Bathing your new baby may feel a little daunting at first, and a few questions for nerve-wracked first-timers may cover a wide range of concerns such as: What do I actually need for bathing my baby? How will I know if the water is too hot or too cold? Will I be able to keep a grip of a wet baby? How often do I need to bathe my baby?
Bathing newborn babies
Like anything new, bathing your baby may take a bit of practice before you feel confident, but once you get the hang of it, bath time can become an enjoyable and relaxing experience for you and your baby. It’s important to remember that as long as your baby is clean and healthy, there are no set rules on how you have to do it. Nonetheless, these guidelines may prove helpful.
- Showers – If you’re bathing a newborn baby, you may prefer to take them into the shower with you. As you hold them against your chest, you can just gently wash them. (It may also be quite nice for Dad to get involved in showering with baby – the hairs on his chest could be handy for baby to hold onto!) Just remember to keep the water temperature warm, rather than hot.
- Sink washes – A number of change tables include a baby bath underneath the changing mat. The benefit of these, especially for mums who have had a caesarean delivery, is that they are at a comfortable height. However, they do need filling and draining, which may make them a bit awkward to move around. A good alternative to these baby baths is simply to use the kitchen sink – just make sure it’s clean before you start. You’ll find that it’s at a height just as comfortable for washing baby as for washing dishes.

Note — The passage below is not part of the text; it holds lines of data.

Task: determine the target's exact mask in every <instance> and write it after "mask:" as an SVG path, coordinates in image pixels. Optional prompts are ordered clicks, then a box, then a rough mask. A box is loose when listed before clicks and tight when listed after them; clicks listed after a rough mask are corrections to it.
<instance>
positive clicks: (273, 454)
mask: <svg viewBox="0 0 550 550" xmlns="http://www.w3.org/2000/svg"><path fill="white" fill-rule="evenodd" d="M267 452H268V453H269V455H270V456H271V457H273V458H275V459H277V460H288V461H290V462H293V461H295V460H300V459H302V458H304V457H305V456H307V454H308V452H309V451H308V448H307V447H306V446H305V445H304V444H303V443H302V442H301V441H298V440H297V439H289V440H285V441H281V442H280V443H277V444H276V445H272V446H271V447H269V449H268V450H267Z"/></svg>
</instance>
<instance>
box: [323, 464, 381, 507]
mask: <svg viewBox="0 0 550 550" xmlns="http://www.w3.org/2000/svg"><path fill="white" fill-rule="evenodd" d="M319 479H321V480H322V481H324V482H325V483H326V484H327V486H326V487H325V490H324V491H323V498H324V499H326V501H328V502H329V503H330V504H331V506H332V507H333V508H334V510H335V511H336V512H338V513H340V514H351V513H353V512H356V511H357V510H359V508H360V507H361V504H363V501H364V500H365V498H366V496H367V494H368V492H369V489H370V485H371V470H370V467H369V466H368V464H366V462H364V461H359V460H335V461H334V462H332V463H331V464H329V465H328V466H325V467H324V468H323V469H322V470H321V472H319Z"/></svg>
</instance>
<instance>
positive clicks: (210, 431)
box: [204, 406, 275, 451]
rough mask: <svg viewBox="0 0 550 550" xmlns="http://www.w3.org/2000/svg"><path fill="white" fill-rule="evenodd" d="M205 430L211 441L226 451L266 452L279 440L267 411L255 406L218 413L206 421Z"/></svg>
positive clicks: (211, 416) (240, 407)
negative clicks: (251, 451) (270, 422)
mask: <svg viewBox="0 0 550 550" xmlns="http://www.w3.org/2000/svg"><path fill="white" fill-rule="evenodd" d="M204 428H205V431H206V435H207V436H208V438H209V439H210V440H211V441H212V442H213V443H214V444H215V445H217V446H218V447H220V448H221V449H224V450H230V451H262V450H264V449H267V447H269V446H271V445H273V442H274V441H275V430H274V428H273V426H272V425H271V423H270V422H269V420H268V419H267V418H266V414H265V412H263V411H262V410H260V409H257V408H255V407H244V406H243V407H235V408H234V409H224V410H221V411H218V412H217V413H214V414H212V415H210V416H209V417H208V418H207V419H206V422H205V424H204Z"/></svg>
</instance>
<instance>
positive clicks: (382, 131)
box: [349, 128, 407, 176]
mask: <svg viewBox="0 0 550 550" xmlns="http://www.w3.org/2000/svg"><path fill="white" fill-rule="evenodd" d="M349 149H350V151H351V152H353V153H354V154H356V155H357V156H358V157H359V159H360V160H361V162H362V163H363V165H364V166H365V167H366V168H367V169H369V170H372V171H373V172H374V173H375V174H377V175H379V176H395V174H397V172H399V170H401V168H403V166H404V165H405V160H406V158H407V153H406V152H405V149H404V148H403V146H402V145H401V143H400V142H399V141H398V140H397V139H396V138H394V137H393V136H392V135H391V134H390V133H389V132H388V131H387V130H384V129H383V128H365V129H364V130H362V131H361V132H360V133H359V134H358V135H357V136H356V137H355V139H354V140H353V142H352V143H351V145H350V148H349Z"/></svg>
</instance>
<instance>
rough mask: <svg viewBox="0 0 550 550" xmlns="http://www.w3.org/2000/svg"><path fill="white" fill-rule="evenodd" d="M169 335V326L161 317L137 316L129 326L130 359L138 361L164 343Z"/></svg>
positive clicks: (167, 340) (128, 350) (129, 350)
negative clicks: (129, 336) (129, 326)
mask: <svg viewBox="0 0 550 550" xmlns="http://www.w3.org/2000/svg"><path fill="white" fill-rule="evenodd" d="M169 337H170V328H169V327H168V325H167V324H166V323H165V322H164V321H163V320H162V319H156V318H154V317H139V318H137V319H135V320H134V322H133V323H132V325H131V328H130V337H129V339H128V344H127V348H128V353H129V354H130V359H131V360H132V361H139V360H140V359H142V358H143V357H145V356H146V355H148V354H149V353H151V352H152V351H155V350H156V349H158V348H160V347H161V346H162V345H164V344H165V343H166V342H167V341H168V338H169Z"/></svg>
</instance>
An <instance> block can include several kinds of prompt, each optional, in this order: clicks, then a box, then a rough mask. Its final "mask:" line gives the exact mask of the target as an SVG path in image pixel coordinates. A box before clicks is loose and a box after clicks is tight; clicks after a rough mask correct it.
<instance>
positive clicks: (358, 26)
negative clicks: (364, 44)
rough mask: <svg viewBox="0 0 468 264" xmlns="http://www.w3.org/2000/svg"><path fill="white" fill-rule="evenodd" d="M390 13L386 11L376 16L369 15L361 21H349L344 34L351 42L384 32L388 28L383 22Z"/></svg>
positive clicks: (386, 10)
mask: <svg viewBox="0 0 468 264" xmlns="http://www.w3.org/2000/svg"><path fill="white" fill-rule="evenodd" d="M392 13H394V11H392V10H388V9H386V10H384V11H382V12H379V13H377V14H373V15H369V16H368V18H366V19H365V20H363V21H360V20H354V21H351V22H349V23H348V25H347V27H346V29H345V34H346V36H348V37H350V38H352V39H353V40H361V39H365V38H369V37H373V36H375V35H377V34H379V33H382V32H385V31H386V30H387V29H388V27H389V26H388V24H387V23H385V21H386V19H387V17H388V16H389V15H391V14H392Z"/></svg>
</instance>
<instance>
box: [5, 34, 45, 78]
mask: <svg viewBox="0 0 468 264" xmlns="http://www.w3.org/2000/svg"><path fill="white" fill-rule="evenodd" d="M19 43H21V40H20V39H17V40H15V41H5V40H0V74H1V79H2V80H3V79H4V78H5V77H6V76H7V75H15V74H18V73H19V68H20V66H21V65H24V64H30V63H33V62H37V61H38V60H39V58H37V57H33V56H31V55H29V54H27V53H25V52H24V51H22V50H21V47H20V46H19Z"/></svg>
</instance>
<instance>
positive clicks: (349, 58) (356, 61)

- Baby baths – The other alternative is to bathe your baby in a baby bath, either placed on a stand or counter or placed in your full-sized bath. Baby baths are not very expensive, only need a certain amount of water and can be positioned at a comfortable height. However, it won’t be long before your baby outgrows the baby bath and you need to find somewhere to store it.
- Sponge baths – You don’t need to wash your newborn baby every day; two or three times a week is fine at first. Between full baths, you can also give your baby a sponge bath – hold the baby on your lap and with a bowl warm of water nearby, remove the minimum amount of clothes at a time and gently sponge baby clean.
The basics needed for bathing your baby
Before taking the plunge, so to speak, get everything you will need for baby’s bath time. Here’s a suggested list:
- Baby bath (see above for alternatives)
- Changing mat
- Bowl of cooled boiled water
- Cotton wool
- Cotton buds (optional)
- Thick, fluffy bath towel (warmed on towel rail, if you have one)
- Baby bath, lotion and/or baby shampoo
- Baby powder
- Nappy changing equipment and a clean nappy
- Clean clothes
A few guidelines for a safe and happy baby bath time
To keep baby warm and comfortable, as well as clean, follow these guidelines for stress-free baby bathing:
- Babies feel the cold quickly, so make sure the room you are bathing him in is warm and draught free – about 21 degrees (a warmed towel is also nice for him to be wrapped in)
- Add cold water first, then hot water – before you start bathing baby
- Keep the water shallow (up to 13cm)
- Always check the temperature of the water to make sure it is comfortable for your baby
- If you are using a full-sized bath already, make sure that taps are not hot or dripping hot water – wrap a towel or flannel around them
- If your baby can’t sit up yet, always support him behind the neck whilst he’s in the water
- Don’t allow your baby to pull himself up or stand unsupported in the bath
- Bath your baby when he is not tired, not hungry and not just after he has eaten (straight after a feed may make him sick)
- Add some baby bath oil to the water – it’s less drying than soap and makes cleaning your baby easier (newborns can be washed with just water at first)
- Smile and chat to your baby and play with the water – help your baby associate water and bath time with fun
- Let baby play with sponges, plastic cups and rubber ducks
- Dry your baby as quickly as possible when he’s out of the water and dress him quickly to keep him warm
Finally, never leave your baby unattended in the bath – not even for a second!